The theorem says that if the variance is very small, there is a high probability that $X$ will not deviate much from the mean.

For another interpretation, we can set $t = k \sigma$ so that the inequality becomes $$P(|X-\mu| \geq k\sigma) \leq \frac{1}{k^2}.$$

For example, the probability that $X$ is more than $4\sigma$ away from $\mu$ is less than or equal to $\frac{1}{16}.$

As Chebyshev’s inequality is valid for all distributions of the random variable $X$, we cannot expect the bound on the probability to be very close to the actual probability in most cases. For this reason the inequality is typically used as a theoretical tool for proving other results, such as the weak law of large numbers.

The Weak Law of Large Numbers#

It is commonly believed that if a fair coin is tossed many times and the proportion of heads is calculated, that proportion will be close to $\frac{1}{2}$.

Mathematician John Kerrich tested this belief empirically while detained as a prisoner during World War II. He tossed a coin 10,000 times and observed heads 5067 times.

The law of large numbers is a mathematical formulation of this belief.

The tosses of the coin are modeled as independent random trials. The random variable $X_i$ takes on the value 0 or 1 according to whether the $i$th trial results in a tail or a head. The proportion of heads in $n$ trials is

\[\overline{X}_n = \frac{1}{n}\sum_{i=1}^n X_i.\]

The law of large numbers states that $\overline{X}_n$ approaches $\frac{1}{2}$ in a sense that is specified by the following theorem.

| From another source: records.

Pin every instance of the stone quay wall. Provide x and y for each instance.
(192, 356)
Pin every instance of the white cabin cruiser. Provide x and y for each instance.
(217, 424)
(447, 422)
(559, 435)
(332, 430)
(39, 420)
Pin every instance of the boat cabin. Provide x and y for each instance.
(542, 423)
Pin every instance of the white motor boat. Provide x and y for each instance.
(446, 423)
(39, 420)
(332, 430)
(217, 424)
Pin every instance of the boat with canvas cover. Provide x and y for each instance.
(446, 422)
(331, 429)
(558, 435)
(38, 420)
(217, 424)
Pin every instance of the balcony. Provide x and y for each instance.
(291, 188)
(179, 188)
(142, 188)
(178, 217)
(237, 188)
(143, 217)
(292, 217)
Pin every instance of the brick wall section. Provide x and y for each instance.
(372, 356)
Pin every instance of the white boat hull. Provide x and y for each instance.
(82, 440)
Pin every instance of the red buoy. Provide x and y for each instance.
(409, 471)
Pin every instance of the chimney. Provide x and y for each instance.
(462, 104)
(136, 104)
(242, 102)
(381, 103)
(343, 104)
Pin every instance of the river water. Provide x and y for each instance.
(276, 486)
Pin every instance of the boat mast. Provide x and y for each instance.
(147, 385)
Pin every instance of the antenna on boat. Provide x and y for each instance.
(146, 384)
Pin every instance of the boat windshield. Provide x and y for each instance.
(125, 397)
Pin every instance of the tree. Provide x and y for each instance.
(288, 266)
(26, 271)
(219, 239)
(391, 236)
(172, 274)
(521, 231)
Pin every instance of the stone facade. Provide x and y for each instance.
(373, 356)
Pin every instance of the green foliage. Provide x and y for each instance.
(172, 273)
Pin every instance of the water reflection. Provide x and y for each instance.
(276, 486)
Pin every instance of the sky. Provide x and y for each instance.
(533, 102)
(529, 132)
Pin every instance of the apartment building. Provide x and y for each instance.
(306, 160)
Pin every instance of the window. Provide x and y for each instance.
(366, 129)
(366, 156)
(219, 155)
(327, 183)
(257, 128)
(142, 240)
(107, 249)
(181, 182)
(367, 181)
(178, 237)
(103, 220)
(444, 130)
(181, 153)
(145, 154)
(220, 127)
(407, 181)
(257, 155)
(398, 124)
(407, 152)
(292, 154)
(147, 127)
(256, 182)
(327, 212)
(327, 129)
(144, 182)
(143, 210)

Theorem. Let $X_1,X_2,...,X_i, ...$ be a sequence of independent random variables with $E[X_i] = \mu$ and $\operatorname{Var}(X_i) = \sigma^2$. Let $\overline{X}_n = \frac{1}{n}\sum_{i=1}^n X_i.$ Then, for any $\varepsilon >0$,

\[P(|\overline{X}_n - \mu| \geq \varepsilon) \to 0 \quad \text{ as } n \to \infty.\]

Proof. We first find $E[\overline{X}_n]$ and $\operatorname{Var}(\overline{X}_n).$

\[E[\overline{X}_n] = \frac{1}{n}\sum_{i=1}^n E(X_i) = \mu.\]

Since $X_i$’s are independent,

\[\operatorname{Var}(\overline{X}_n) = \frac{1}{n^2}\sum_{i=1}^n \operatorname{Var} (X_i) = \frac{\sigma^2}{n}.\]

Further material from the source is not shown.